Pesticides interdits : le Conseil d’État valide la suspension des importations de certains produits alimentaires !

Publié le : 19/05/2026 19 mai mai 05 2026

Par une décision du 13 mai 2026 (CE, n° 511530), le Conseil d’État a validé l’arrêté du 5 janvier 2026 suspendant l’importation et la commercialisation en France de certaines denrées alimentaires provenant de pays tiers à l’Union européenne contenant des résidus de pesticides interdits dans l’Union européenne.

Saisie par la Chambre syndicale des importateurs français de fruits et légumes, la Haute juridiction administrative a estimé que les autorités françaises pouvaient légalement adopter de telles mesures d’urgence afin de protéger la santé publique.

L’arrêté concernait plusieurs substances phytopharmaceutiques interdites depuis plusieurs années dans l’Union européenne : le carbendazime, le bénomyl, le glufosinate, le thiophanate-méthyl et le mancozèbe.

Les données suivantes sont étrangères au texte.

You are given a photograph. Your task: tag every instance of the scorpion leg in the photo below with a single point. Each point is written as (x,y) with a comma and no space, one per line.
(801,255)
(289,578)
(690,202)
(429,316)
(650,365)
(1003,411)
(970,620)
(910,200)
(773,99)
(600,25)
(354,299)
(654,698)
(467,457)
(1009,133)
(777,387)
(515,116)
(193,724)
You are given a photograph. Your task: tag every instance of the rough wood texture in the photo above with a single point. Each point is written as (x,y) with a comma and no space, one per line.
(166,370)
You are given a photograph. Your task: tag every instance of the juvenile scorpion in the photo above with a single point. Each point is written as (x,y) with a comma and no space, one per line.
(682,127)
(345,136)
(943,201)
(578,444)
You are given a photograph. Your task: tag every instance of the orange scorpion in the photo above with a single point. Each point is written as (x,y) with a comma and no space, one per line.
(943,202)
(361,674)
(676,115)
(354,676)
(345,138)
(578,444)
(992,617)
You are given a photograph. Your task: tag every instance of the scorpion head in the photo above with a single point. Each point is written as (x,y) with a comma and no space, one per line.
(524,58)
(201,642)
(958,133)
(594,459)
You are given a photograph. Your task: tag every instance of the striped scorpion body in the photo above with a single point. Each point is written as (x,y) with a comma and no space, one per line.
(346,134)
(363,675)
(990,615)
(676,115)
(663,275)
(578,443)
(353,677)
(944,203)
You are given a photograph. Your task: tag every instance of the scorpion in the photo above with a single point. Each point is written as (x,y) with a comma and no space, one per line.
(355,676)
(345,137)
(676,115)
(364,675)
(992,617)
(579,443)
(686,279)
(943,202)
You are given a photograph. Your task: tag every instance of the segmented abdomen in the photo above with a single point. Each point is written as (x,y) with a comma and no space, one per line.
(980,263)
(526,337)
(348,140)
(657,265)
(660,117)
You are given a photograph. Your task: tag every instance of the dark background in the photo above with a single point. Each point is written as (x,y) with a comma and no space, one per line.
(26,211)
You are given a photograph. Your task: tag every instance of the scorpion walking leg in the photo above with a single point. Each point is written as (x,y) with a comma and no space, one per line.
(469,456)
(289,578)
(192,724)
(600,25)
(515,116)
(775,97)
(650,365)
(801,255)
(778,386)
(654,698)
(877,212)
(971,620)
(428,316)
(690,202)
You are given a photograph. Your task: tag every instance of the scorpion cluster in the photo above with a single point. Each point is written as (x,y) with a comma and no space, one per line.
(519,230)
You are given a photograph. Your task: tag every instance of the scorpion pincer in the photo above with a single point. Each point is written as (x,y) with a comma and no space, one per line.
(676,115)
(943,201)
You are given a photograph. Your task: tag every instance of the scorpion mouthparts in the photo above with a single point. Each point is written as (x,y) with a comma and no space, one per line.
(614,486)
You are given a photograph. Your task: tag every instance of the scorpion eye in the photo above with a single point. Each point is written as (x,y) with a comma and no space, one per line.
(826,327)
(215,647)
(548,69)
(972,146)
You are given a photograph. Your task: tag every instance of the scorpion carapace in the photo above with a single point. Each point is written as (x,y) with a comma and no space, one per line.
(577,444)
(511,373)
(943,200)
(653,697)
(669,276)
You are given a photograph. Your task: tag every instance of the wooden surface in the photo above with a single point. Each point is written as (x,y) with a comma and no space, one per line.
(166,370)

Si leur utilisation est prohibée sur le territoire européen, le droit de l’Union autorise encore l’importation de produits alimentaires contenant des résidus de ces substances sous certaines limites maximales de résidus (LMR) fixées au niveau européen.
 

Des mesures d’urgence admises par le droit européen


Les autorités françaises considéraient toutefois que ces seuils n’étaient plus adaptés aux données scientifiques récentes relatives aux risques sanitaires liés à ces substances.

Après avoir informé la Commission européenne de la nécessité de prendre des mesures d’urgence, le Gouvernement a adopté un arrêté suspendant l’importation, l’introduction et la mise sur le marché de certaines denrées alimentaires, notamment des fruits exotiques, agrumes, pommes de terre et céréales contenant des « résidus quantifiables » de ces substances.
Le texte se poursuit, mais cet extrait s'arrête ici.